Since French Connection II is totally concerned with following Popeye’s journey to hell and back, it almost becomes a Gene Hackman one-man-show. More so since this film does not have Roy Scheider’s “Cloudy” to partner him up. Hackman had most deservedly won the Best Actor Oscar for his fantastic performance in the first film, but he’s even better here. And I rate this performance on par with his performance in Francis Ford Coppola’s “The Conversation”- which I think is Hackman’s best performance. This performance has both the dynamism of the first French Connection and the meditativeness of “The Conversation.” Popeye is crude, arrogant, racist and socially inept, and he responds to any form of challenge with brutal violence. Hackman, who was a liberal in real life, hated this character, but he turned out to be best guy to embody this anti-hero. Obviously, Hackman is really good in those high voltage scenes, but he’s even better in the lengthy second act, where he’s drugged and later detoxed. These are some of the ugliest, raw and brutal scenes ever put into a mainstream action film, and it’s guaranteed to exhaust and turn off a lay viewer, but it does offer Hackman a platform to give a bravura acting performance: a seven-minute monologue that Hackman’s Popeye delivers in front of Fresson’s Barthélémy during which Popeye tries to explain his interest in baseball and its arcane culture, including his early encounter with the legendary Mickey Mantle, to the bewildered French policeman is a tour de force of screen acting. The scene is both exceedingly funny and chilling, as Popeye tries to demonstrate baseball moves with chicken drumstick and orange to a man who has no idea about the game. Another great scene is where Popeye’s alternatively aggressive and controlled while demanding a Hershey’s bar. It’s a pity that Hackman missed out on an Oscar nomination for this film. The film may have its faults, but Hackman is simply flawless. Fernando Rey is also back as the smooth, dapper villain Charnier, who has an extraordinary ability to generate menace and ruthlessness with very subtle shifts in his expressions and body language. In this film, we see him for the ruthless bad guy that he is, as opposed to the first film where he was too much of a sophisticated gentleman.
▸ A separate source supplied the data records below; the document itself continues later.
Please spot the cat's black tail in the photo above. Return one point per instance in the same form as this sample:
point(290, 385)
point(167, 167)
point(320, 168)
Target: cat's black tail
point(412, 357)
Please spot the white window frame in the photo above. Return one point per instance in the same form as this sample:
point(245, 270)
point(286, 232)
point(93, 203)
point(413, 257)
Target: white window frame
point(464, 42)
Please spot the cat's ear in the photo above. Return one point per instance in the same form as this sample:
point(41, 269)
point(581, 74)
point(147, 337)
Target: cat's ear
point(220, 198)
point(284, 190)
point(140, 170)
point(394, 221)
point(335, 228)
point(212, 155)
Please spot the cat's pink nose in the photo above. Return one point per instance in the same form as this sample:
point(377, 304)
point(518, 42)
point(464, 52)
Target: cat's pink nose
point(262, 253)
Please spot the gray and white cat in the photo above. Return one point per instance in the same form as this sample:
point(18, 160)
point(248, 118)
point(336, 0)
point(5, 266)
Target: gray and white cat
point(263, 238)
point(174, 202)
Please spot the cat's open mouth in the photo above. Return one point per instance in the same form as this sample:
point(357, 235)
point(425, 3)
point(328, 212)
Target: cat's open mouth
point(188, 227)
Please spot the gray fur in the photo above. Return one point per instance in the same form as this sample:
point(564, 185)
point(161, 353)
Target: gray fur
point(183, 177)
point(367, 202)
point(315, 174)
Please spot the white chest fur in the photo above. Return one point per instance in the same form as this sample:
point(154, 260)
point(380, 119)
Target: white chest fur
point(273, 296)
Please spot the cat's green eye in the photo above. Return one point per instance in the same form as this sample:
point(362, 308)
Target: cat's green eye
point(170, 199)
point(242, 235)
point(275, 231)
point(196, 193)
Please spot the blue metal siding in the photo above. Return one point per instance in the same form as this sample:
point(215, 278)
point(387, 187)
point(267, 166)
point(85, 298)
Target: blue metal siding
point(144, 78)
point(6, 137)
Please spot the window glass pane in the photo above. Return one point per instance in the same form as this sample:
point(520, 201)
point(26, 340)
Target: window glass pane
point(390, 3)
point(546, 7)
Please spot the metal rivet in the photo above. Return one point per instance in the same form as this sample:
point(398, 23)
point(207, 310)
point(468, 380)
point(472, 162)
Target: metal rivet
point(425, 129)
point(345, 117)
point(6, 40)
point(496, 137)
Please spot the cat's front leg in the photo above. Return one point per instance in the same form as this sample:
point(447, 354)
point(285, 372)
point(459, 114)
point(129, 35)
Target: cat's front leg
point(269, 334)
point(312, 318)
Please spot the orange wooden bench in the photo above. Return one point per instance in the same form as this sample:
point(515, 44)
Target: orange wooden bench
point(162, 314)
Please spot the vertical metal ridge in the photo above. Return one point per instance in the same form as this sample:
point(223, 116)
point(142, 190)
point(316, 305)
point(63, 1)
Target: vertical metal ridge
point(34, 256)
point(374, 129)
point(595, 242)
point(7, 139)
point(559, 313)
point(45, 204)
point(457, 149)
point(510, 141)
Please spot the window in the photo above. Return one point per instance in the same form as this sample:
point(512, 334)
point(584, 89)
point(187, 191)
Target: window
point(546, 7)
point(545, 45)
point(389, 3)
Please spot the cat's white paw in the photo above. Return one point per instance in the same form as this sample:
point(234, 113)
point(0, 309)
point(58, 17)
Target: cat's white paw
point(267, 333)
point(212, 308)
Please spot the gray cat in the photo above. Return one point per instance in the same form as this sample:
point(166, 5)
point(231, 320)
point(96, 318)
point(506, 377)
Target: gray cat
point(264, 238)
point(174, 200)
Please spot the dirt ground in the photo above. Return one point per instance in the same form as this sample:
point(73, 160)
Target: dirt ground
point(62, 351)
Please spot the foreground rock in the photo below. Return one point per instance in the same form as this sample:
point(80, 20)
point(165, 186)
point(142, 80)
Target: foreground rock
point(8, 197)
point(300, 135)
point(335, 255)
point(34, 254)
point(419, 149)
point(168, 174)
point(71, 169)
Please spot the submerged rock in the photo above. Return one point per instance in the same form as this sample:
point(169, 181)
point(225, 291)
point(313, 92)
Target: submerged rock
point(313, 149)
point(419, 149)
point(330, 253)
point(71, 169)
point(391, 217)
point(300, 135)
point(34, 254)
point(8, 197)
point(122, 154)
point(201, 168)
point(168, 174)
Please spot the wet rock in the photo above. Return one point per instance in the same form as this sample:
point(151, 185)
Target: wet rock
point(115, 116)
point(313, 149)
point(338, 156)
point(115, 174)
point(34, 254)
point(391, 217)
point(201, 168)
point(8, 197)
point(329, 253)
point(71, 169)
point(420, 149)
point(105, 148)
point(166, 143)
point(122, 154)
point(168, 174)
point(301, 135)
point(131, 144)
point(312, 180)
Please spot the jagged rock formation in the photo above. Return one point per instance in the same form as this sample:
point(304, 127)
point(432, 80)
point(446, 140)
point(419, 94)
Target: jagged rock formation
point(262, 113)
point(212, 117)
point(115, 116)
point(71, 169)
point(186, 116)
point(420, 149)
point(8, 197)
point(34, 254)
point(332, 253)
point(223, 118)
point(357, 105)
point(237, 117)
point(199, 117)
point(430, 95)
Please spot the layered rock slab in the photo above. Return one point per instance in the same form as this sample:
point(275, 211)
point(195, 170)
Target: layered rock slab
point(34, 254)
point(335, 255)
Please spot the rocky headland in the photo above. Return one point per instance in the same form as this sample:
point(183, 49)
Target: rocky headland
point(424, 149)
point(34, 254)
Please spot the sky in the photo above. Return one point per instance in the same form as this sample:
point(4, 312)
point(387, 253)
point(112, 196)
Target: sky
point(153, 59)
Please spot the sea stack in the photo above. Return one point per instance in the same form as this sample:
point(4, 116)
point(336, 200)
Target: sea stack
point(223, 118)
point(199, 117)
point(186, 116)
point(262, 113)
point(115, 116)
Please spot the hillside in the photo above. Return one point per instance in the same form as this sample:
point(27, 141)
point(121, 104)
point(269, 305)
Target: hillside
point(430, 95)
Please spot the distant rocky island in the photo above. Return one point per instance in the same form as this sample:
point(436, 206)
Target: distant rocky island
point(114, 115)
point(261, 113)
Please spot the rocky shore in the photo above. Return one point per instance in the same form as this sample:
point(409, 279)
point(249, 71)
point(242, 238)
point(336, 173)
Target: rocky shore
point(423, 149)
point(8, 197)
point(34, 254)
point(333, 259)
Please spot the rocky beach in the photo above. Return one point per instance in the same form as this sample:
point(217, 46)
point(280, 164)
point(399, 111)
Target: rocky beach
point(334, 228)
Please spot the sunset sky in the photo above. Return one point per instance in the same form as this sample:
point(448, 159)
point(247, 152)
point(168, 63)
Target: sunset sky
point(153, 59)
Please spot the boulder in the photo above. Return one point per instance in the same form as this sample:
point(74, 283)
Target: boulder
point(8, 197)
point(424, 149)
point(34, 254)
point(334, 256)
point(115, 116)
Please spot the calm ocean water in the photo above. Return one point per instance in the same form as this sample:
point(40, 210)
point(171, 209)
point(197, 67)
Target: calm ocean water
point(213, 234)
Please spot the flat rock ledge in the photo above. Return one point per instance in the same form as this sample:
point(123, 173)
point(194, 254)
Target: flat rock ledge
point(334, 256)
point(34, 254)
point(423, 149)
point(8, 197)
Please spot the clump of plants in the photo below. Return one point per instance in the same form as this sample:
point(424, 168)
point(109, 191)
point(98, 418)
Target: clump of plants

French Connection II came out four years after the first film, but it failed to duplicate the prequel’s success. Though the film recouped its investments and turned it in a small profit, the film was deemed a failure- to the extend that it has been completely forgotten and very few people even know that there was a sequel to “The French Connection.” Frankenheimer’s career did not get the boost that he had hoped for when he took up this film, and his career would continue to decline through the 80s and 90s. Frankenheimer and Hackman did not have a happy working relationship on this film. They were constantly at each other’s throats. Hackman was suffering from a knee injury at the time which was aggravated by all the stunts he had to do for the film- the pain and anguish he displays in the climax is genuine, and h he did it without using a body-double. There was talks of a third French Connection film in which Hackman was to paired with Richard Pryor, but that was abandoned due to the lukewarm reception to this film, as well as Hackman’s unwillingness to reprise the role.